I'm a little late to the party, but thanks for the article Nick. It's great. It's articles like this that make me want a printed anthology of SS articles.
I'm a little late to the party, but thanks for the article Nick. It's great. It's articles like this that make me want a printed anthology of SS articles.
A few things you can do: first thing I have most people do is set a range on the volume day - around 10-15 lbs or so. Get all 5x5 done varying weight within the range. The range moves up when all the sets are completed at 5x5 across. OR, you can try going for 5-6 triples on volume day one week, and 5x5 on the alternating week's volume day.
Awesome! Thank you
I switched to a four day split a few weeks ago and have already been experimenting with this for my bench press volume day. So far it seems to work pretty well within a 10lb range. Bench volume seems to be much more sensitive to the heavy press singles on the same day than the press volume is to the bench intensity... press 5x5s are still going well without modification although some days I end up using my hips on reps 4 and 5 of the last two sets in order to make sure I get them.
Question: when using a range for the volume day, do you continue to add weight on intensity even if you haven't moved the volume range up? So far I've been able to, even as I've been tweaking the volume day loads to accomodate the heavier press singles on the same day.
I have a question regarding the French Press in connection with this program.
During my LP I regularly added the French-Press. Now I switched to the programming described here and am no longer sure if/where I should add the French-Press.
My numbers for the upper body are clearly behind those for the lower body:
Squat: 5RM = 314 lbs
Deadlift:5RM = 314 lbs
Bench-Press:5RM = 160 lbs
Press:1RM = 127 lbs
During the LP I had the feeling that the additional triceps volume made it easier for me to progress in the upper body lifts (I had already done an LP without French-Press in the past).

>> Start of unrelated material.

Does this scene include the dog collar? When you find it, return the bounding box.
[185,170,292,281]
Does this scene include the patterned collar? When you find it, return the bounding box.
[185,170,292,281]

With the new program I'm not sure if the triceps would be overloaded by the already increased volume.
(male, 26 y.o., 193 lbs)
Did you mean Bench Press when you typed French Press? In Texas, they call a French Press a Press Pot. I prefer pour over to french press, but french press isn't too shabby at all. You just have to make sure you don't eat the sludge at the bottom. Unless you're into that kind of thing.
You are probably squatting high and you aren't going to overload your triceps. Probably ever. And definitely not with the loads you're handling. If you're squatting to depth, then the best thing you can do right now to get your bench up is to run the program and add more deadlifting in. Get your deadlift 100 lbs ahead of your squat.
Hi, by French-Press I mean a LTE. Im from Germany and in the german version of the Blue book this exercise is called French-Press. In the original version its probably called lying tricep Extension.
My DL is low compared to my squat because I made the mistake to start them both on the same weight. But a few months im beyond the Situation where I can do bigger jumps on the DL. How should I bring it ahead of the squat right now?
The French Press is actually the standing version of the LTE. It is very hard on the elbows, is hard to unrack and rack, and is so hard to program that we don't use it.